Endowed with talent and tenacity, sculptor Edmonia Lewis courageously defied overwhelming odds to become an artistic pioneer whose work was powerfully informed by her ethnicity and experiences with discrimination and the socio-political issues of the latter nineteenth century. As a member of what the author Henry James called “the strange sisterhood,” Lewis joined other expatriate female sculptors, including Harriet Hosmer and Anne Whitney, in Rome, where she created much of her best work and, in later years, hosted such notables as Frederick Douglass. Though she enjoyed both substantial critical and moderate financial success during her lifetime, her significance in the canon has grown measurably in recent years.

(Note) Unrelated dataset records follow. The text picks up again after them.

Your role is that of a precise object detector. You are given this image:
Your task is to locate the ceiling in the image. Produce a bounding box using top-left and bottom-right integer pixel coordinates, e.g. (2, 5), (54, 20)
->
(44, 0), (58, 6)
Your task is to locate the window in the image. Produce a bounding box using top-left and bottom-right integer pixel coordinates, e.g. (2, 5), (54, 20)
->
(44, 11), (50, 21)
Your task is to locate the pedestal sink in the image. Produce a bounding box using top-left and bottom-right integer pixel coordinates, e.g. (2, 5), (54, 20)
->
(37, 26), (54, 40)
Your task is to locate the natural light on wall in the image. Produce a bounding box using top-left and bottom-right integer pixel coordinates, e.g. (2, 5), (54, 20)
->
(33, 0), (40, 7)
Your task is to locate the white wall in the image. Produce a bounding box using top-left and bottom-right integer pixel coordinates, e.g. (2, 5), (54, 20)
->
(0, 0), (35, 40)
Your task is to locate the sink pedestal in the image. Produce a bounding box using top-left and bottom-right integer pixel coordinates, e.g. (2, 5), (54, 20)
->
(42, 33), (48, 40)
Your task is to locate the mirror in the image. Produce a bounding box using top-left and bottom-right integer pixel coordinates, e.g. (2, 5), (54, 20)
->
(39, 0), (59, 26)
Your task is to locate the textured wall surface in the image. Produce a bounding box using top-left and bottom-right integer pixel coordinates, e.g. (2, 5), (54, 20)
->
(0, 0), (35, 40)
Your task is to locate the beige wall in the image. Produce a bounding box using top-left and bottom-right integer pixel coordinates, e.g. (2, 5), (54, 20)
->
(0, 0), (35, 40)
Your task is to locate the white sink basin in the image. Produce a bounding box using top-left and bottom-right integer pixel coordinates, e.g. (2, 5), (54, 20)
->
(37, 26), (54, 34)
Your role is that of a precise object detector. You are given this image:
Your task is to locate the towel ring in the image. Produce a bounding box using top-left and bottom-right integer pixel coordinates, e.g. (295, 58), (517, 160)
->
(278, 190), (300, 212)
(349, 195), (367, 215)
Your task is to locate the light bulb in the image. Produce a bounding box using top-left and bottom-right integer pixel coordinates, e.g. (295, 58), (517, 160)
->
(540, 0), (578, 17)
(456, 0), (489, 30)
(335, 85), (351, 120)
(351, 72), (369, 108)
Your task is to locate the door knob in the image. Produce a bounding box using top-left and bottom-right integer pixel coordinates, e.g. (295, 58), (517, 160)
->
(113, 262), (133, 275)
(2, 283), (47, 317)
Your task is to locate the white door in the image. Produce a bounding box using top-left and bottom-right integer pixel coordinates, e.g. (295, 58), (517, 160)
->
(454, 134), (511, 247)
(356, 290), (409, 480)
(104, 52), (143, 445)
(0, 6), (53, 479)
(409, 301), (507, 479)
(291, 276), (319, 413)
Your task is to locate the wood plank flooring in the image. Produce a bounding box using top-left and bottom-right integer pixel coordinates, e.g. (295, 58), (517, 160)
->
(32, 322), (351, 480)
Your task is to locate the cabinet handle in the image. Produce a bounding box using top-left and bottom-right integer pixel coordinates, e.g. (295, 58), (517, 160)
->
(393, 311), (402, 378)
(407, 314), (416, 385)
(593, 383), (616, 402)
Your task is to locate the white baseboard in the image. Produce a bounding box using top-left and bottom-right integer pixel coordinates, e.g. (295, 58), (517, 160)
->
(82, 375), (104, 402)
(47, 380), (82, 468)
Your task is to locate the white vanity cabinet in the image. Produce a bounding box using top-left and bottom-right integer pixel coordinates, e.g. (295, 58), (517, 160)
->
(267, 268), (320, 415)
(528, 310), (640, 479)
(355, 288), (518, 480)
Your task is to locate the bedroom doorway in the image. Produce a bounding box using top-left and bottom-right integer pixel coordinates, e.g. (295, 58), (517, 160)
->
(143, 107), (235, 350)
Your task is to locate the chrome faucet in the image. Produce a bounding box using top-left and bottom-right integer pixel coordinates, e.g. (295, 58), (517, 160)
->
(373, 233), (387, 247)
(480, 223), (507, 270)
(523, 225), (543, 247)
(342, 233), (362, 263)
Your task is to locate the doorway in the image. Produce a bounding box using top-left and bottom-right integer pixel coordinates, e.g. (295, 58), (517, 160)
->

Many of the facts of Lewis’s childhood are tinged with mystery, even the years of her birth and death. A natural marketeer, she carefully crafted an enigmatic persona as a means to commercial promotion and career advancement. Born to an African American father and Chippewa mother in upstate New York and orphaned at an early age, Lewis, known then by the name “Wild Fire,” was raised in nomadic fashion by her mother’s tribe. Her older brother Samuel, having found his own success in the American West, arranged for Lewis to attend a private secondary school and then Oberlin College in Ohio, the nation’s first integrated college. She matriculated in 1859, but never graduated. Her time at Oberlin was marred by controversy, including an accusation, severe beating, and eventual acquittal of attempting to poison two white students.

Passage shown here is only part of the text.